The lattice and ggplot2 packages allow you to create sophisticated statistical trellis plots in R. These packages are perfect for creating histograms, scatterplots, boxplots, and plotting density estimates. They are particularly good at handling multivariate and categorical data.

Processing
Sometimes trellis plots are insufficient for visualizing complex multi-dimensional datasets. In these situations, a more effective visualization can often be had by animating the data, or by plotting in three dimensions. Processing is a Java-based open source programming language for programatically creating images and animations. It allows you to quickly plot and visualize data in two or three dimensions, and animate this data over time.

NodeBox
NodeBox is a Mac OS X application that provides similar capabilities to processing, except that it uses a Python code instead of Java.

Graphviz
Graphviz is a suite of tools for graph visualization. It allows you to specify the nodes and edges of a graph using a simple language called DOT, and will automatically layout the graph for you. It can produce graphical output in a variety of bitmap and vector formats. The popular Omnigraffle diagram editor can import DOT files, allowing you to tweak the output.
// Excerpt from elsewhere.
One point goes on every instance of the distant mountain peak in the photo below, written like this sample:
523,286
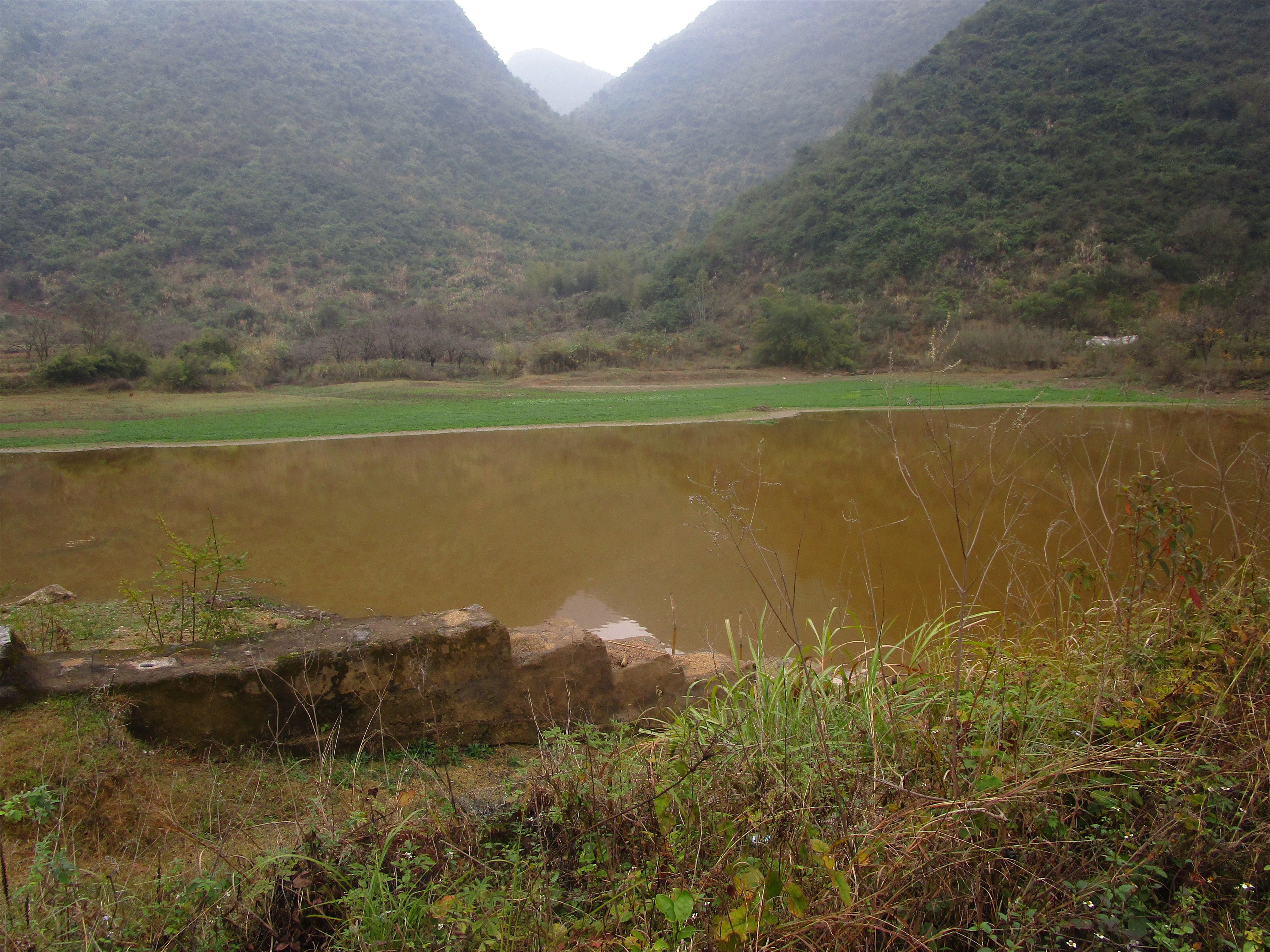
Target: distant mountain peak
564,84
The dot2tex program can be used to generate LaTeX output from Graphviz. Using it, you can embed LaTeX math into graphs. It uses TikZ/PGF to render graphs, and so generally produces very high quality output.

TikZ/PGF
The TikZ and PGF packages allow you to programmatically create fantastic looking technical graphics in LaTeX. The syntax can be a little tricky at first, but the graphics produced are great. The texample.net site has a wealth of illustrative examples, including: a Kalman filter system diagram, a Computer Science mind map, an illustration of bootstrap resampling, a merge sort recursion tree, and a neural net.
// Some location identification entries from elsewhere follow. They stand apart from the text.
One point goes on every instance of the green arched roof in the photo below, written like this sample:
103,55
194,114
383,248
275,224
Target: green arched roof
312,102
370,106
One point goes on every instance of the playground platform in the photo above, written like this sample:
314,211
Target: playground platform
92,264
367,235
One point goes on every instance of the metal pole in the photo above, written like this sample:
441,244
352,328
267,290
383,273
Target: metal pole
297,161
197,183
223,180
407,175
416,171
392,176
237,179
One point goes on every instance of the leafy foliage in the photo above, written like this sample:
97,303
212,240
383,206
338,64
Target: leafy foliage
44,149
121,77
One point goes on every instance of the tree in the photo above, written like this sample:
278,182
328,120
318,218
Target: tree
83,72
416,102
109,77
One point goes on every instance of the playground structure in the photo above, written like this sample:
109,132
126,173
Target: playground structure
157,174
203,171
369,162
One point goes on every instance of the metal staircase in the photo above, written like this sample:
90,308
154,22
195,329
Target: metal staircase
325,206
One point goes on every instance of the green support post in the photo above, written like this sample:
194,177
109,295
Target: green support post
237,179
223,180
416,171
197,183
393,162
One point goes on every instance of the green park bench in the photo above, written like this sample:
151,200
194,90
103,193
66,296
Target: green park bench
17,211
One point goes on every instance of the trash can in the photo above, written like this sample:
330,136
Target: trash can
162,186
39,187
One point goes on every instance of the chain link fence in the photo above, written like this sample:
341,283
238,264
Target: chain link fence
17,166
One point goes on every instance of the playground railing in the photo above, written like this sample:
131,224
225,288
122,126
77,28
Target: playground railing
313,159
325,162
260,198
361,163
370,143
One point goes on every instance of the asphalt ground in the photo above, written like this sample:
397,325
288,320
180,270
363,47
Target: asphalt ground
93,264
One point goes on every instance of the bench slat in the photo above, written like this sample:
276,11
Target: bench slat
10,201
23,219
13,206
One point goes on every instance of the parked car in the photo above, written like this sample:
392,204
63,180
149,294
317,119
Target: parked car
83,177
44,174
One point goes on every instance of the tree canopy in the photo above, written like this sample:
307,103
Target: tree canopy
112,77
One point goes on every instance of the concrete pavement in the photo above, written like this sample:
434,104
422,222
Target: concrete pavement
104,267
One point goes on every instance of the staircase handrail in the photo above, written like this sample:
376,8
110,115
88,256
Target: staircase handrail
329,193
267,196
Typesetting and Document Preparation


LaTeX
LaTeX is the standard for preparing and typesetting scientific documents. Some useful LaTeX packages include:
  • amsmath: an extension package for LaTeX that provides various features to facilitate writing math formulas and to improve the typographical quality of their output.
  • booktabs: a package for creating publication quality tables for LaTeX.
  • hyperref: a TeX package for adding hyperlinks to PDF and HTML outputs. Also allows you to set the PDF metdata, and create PDF tables of content automatically.
  • microtype: enables micro-typographic extensions in pdfTeX. Often simply including this package will improve the appearance of your document.
  • TikZ and PGF: packages for programmatically creating graphics in TeX.
The LaTeX Wikibook is a free online reference for LaTeX.

Writing Tools
DeTeX is a small program to remove TeX and LaTeX constructs from a text file. It is useful for stripping out TeX formatting constructs if you need to process or compute statistics on the plain text. For example, to count the words in a LaTeX document you could run: detex paper.tex | wc -w.

GNU Aspell is a free and open source spell checker. It can handle LaTeX documents by specifying --mode=tex on the command line.

GNU style and diction are two standard UNIX commands for analyzing English and German language text documents. Diction uses heuristics to identify poor style and common language errors. Style analyses the surface characteristics of a document, reporting statistics and readability indices.

Reference Management
BibTeX simplifies formatting and managing references in LaTeX documents. Managing BibTeX databases can, however, often be a chore. BibDesk is a worthy tool for managing BibTeX databases on Mac OS X. JabRef is a decent Java based bibliography manager.